Los Angeles police Friday afternoon arrested the man suspected of fatally shooting two USC students from China in a botched robbery and a second man believed to have some involvement in the killings, several LAPD sources said.
The man suspected of being the killer in the case that has garnered international attention and turned a harsh spotlight on the elite campus set among some of the city's roughest neighborhoods was taken into custody about 4 p.m.
Dozens of detectives, plainclothes officers and members of the Los Angeles Police Department's SWAT unit descended on the 1200 block of 91st Street in South Los Angeles, residents said. They arrived suddenly but discreetly, disrupting a kids' game of kickball in the street and an ice-cream truck that was trolling down the block, said a woman who declined to give her name.
"It was quiet, calm. We thought at first they were a crew filming 'Southland,' " the woman said, referring to the television drama about L.A. cops. She said she watched the operation unfold from her lawn.

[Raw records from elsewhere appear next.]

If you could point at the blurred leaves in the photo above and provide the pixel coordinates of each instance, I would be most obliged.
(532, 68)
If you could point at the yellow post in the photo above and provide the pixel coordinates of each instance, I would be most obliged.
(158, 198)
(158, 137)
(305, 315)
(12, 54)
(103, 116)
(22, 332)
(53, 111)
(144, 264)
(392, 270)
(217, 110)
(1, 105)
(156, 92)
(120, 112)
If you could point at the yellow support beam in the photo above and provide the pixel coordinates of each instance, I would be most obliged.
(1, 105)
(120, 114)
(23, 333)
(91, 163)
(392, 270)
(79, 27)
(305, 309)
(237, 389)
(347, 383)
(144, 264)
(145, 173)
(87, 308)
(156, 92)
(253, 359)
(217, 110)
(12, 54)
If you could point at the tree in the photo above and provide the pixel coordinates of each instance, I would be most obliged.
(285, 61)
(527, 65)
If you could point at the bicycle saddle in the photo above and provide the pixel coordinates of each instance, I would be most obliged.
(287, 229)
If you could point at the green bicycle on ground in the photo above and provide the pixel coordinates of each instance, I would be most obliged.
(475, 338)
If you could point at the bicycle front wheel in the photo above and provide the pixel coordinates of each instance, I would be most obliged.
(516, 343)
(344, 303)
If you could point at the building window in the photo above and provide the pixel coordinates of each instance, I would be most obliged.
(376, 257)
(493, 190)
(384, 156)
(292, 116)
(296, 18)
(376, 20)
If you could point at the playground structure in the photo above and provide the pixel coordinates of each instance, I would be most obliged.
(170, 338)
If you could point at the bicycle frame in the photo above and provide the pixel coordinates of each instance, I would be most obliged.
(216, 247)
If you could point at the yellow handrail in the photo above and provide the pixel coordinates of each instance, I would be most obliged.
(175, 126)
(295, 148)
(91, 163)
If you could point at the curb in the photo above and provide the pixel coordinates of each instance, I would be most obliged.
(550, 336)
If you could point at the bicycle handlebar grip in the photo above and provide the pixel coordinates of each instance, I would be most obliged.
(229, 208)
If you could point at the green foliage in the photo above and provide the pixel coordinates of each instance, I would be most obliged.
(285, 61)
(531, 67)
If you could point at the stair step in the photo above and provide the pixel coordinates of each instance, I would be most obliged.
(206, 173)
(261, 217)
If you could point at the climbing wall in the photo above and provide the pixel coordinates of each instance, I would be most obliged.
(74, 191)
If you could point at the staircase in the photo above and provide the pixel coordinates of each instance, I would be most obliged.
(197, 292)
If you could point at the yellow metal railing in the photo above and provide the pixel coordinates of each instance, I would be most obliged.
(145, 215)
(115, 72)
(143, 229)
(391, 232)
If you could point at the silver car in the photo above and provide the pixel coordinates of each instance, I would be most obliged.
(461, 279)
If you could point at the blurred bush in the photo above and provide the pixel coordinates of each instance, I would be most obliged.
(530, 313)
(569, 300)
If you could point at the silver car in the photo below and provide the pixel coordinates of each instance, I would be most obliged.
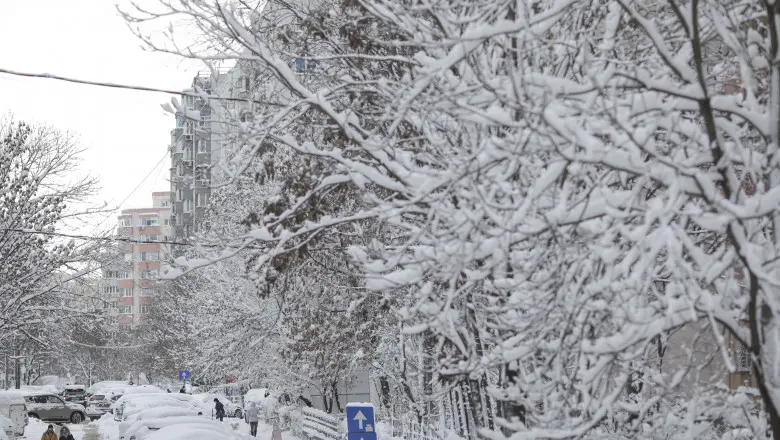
(49, 407)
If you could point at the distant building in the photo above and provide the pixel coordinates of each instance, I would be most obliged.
(193, 151)
(132, 282)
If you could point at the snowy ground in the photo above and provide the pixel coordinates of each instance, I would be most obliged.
(36, 428)
(108, 429)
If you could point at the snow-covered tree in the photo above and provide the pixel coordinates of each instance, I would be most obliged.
(568, 185)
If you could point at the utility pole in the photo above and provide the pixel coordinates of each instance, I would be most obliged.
(5, 382)
(18, 367)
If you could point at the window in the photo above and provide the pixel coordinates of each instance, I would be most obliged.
(150, 256)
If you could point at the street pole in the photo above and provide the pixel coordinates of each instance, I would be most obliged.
(18, 368)
(6, 385)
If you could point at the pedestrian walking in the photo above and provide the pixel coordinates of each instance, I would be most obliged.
(253, 417)
(276, 433)
(65, 434)
(219, 409)
(49, 434)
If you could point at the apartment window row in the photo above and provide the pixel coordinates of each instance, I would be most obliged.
(150, 256)
(149, 275)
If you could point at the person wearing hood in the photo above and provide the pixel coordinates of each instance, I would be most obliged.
(219, 409)
(253, 417)
(65, 434)
(49, 434)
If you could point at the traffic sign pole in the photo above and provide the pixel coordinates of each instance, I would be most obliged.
(360, 421)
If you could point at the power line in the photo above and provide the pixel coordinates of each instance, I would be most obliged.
(131, 193)
(121, 239)
(131, 87)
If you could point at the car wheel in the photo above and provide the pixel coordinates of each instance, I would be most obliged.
(76, 418)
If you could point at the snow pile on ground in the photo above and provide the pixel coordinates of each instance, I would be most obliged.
(108, 428)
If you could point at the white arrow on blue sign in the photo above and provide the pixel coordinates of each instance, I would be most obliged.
(360, 419)
(361, 436)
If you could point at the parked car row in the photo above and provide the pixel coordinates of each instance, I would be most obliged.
(168, 416)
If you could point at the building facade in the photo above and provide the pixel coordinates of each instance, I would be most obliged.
(193, 151)
(132, 282)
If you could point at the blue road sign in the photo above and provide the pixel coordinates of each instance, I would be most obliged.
(360, 419)
(361, 436)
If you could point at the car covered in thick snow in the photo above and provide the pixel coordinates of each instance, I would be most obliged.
(157, 413)
(51, 408)
(144, 429)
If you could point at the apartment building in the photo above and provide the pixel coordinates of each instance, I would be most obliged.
(132, 281)
(194, 152)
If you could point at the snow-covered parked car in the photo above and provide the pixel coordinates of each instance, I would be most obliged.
(48, 407)
(132, 406)
(206, 401)
(157, 413)
(194, 431)
(142, 429)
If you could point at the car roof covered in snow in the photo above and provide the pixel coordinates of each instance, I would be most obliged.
(203, 422)
(192, 432)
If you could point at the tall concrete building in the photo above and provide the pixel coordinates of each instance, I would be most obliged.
(194, 152)
(132, 282)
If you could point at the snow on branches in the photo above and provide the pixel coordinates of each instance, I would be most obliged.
(566, 187)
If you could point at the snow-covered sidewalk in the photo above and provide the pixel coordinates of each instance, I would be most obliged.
(108, 429)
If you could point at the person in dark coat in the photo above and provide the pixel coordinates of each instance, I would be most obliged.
(49, 434)
(65, 434)
(219, 409)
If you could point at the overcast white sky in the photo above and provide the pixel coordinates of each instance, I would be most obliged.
(125, 132)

SWAT officers entered the bright blue, two-story house, said the woman. They emerged soon after with a man in handcuffs and handed him off to other officers who led him to an awaiting car, the woman said.
The woman, who said she has lived on the block for years, said she had never before seen the man, who had a medium build and appeared to be in his early 20s. Also taken into custody at the house was a 19-year-old woman who lives in one of the nearby apartments, the neighbor said.
Police sources declined to identify the man, saying only that he is thought to be the one who shot the USC graduate students during a robbery. They did not give details on how investigators identified him, but one described the case against the suspect as "very, very strong."
A police source who requested anonymity because the investigation is ongoing said ballistic tests on shell casings recovered at the scene of the USC shooting show they were fired from the same gun used in two other shootings.
Detectives working on the two previous shootings had followed some "very tenuous" leads that led them to believe the man taken into custody might have been involved, the source said. The source added that the man did not have an extensive criminal record.
The source said police knew the man had been in possession of something that "could very readily be tied to one of the victims."
The second man was taken into custody in the Antelope Valley. Police sources said he was taken into custody a few hours after the first man. He is accused of being present during the robbery. Police are planning to seek murder charges against both of the men, a source said.
Electronic engineering students Ming Qu and Ying Wu were sitting in a 2003 BMW about 1 a.m. April 11 when a gunman approached and shot two or three times into the driver's side. The two had been chatting, with the car double parked.
Property belonging to the two students was missing, leading investigators to suspect that robbery may have been the motive for the crime. Three neighbors heard the gunshots and called 911. Shortly after the shooting, a witness saw a person in dark clothing running from the scene, according to Deputy Chief Pat Gannon.
Gannon said a dark-colored car, possibly an American model, pulled away right after the shots were fired. After reviewing surveillance footage from the video cameras in the area, the LAPD has identified 75 vehicles that fit the description of the dark car, and Gannon said detectives were tracking down the ownership of each of the vehicles.
The students had been studying before the attack. Qu had driven Wu to the house where she was renting a room. He parked in front of the home, while Wu went inside briefly to change her clothes. She went back outside, and the two continued talking in the car.
After the shooting, Qu attempted to run for help but collapsed on a nearby porch with a gunshot wound to the head, Gannon said. Wu was found slumped over inside the vehicle.
The students' parents filed a wrongful death lawsuit against the university this week, saying the school misled them when it claimed that it ranks among the safest in the nation.
USC officials said they would seek to have the case dismissed. The university's attorney, Debra Wong Yang, said the university security net can stretch only so far and that the killings occurred three-quarters of a mile from campus in the third tier of security.